Diên Biên Phu, les leçons d’une défaite

Journaliste, enseignant à l’école de guerre, spécialiste des questions de défense, Pierre Servent est aussi historien et auteur de biographies : citons ici celle de Rudolf Hess (Perrin, 2019) et celle d’Erich von Manstein (Perrin, 2012). Diên Biên Phu, les leçons d’une défaite est un ouvrage qui reprend certaines des analyses qu’il a développé dans Le complexe de l’autruche (Perrin, 2011) où il revenait sur cette capacité française aux défaites…

Une guerre mal menée

De fait, la guerre d’Indochine (1946-1954) se termine par une défaite magistrale.
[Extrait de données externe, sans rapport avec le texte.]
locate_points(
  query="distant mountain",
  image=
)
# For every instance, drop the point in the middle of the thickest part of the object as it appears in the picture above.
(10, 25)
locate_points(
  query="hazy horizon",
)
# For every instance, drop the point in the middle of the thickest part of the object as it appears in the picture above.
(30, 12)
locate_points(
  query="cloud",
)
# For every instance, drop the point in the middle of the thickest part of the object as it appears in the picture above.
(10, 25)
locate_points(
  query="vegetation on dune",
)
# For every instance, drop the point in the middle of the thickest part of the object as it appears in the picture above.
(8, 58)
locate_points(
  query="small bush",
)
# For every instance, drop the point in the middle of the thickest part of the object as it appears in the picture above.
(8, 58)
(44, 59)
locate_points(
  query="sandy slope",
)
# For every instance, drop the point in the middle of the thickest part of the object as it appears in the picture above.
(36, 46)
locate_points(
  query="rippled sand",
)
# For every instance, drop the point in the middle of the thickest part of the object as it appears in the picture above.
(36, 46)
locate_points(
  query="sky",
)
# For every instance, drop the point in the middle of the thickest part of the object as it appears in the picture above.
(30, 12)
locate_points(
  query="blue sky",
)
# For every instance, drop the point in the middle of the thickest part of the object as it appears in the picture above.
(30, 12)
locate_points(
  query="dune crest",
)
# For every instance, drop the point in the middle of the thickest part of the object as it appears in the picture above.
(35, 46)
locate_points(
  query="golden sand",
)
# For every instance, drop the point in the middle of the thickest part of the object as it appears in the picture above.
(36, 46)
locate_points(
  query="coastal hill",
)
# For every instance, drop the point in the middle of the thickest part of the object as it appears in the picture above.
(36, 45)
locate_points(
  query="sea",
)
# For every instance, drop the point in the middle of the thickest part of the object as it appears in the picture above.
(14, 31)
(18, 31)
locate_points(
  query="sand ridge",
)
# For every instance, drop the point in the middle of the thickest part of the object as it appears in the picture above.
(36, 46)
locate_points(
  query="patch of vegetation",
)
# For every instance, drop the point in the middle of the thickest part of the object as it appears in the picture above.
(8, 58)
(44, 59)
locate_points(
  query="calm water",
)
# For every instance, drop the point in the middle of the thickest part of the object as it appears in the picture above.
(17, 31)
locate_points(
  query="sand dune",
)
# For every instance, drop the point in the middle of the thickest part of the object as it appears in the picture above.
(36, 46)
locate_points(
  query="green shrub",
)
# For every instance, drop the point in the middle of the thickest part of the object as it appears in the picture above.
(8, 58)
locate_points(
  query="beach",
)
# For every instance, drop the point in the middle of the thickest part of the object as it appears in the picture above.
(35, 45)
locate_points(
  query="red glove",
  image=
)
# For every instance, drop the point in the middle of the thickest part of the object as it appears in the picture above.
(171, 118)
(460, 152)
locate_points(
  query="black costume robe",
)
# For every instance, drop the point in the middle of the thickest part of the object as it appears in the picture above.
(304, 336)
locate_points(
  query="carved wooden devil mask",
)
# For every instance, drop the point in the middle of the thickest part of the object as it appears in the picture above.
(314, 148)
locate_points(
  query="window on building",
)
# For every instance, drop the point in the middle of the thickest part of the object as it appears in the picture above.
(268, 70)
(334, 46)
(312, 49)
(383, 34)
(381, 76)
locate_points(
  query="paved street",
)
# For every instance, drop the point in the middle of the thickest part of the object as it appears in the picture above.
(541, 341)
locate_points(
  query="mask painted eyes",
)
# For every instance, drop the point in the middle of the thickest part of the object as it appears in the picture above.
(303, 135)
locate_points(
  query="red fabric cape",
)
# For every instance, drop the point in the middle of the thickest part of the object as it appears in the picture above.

Pourquoi ? Pierre Servent retrace rapidement l’histoire de la colonisation française, qui commence par écarter la Chine, puissance tutélaire dans la péninsule avant de diriger des peuples très différents plutôt avec habileté. La montée du nationalisme et surtout la seconde guerre mondiale ruinent le prestige français dans la région. Lorsque de Gaulle envoie Leclerc et Thierry d’Argenlieu faire respecter les droits de la France, que faut-il comprendre ? Les temps ont changé, les américains ont favorisé par anticolonialisme le Vietminh, mouvement nationaliste et communiste. Face à Hô-Chi-Minh, adversaire redoutable formé au marxisme, les français commencent par se méprendre et le sous-estiment. L’homme les trompe. Il prépare la guerre tout en les endormant de belles paroles. De plus, lorsque le conflit commence, la France au fond ne sait pas quels sont ses buts de guerre : défendre l’empire ? se battre contre le communisme ? A Paris, les gouvernements se succèdent sans donner d’instructions claires et à Hanoï, les généraux se querellent. Seul de Lattre réussit un temps à stabiliser la situation, grâce à l’aide américaine. Mais il meurt et ses successeurs Salan et Navarre ne sont pas du même niveau.

Une bataille pour rien

Installer un camp retranché à Diên Biên Phu n’est pas au départ une mauvaise idée. Il s’agit de fixer les troupes viets et de les éloigner des grands centres… sauf que Giap, au courant des négociations de Genève, est prêt à employer des moyens importants pour emporter la décision. Et il sait écouter ses services de renseignement, contrairement aux officiers français, plus prompts à se quereller entre eux (Navarre ne supporte pas Cogny) qu’à étudier le terrain. Le résultat sera un désastre et beaucoup de prisonniers français ne rentreront pas, décédés à cause des mauvais traitements infligés par leurs geôliers du Vietminh. La France quitte définitivement le Vietnam en 1956 et beaucoup d’officiers en veulent à un pouvoir politique qui les a lâchés. Et c’est la guerre d’Algérie qui commence.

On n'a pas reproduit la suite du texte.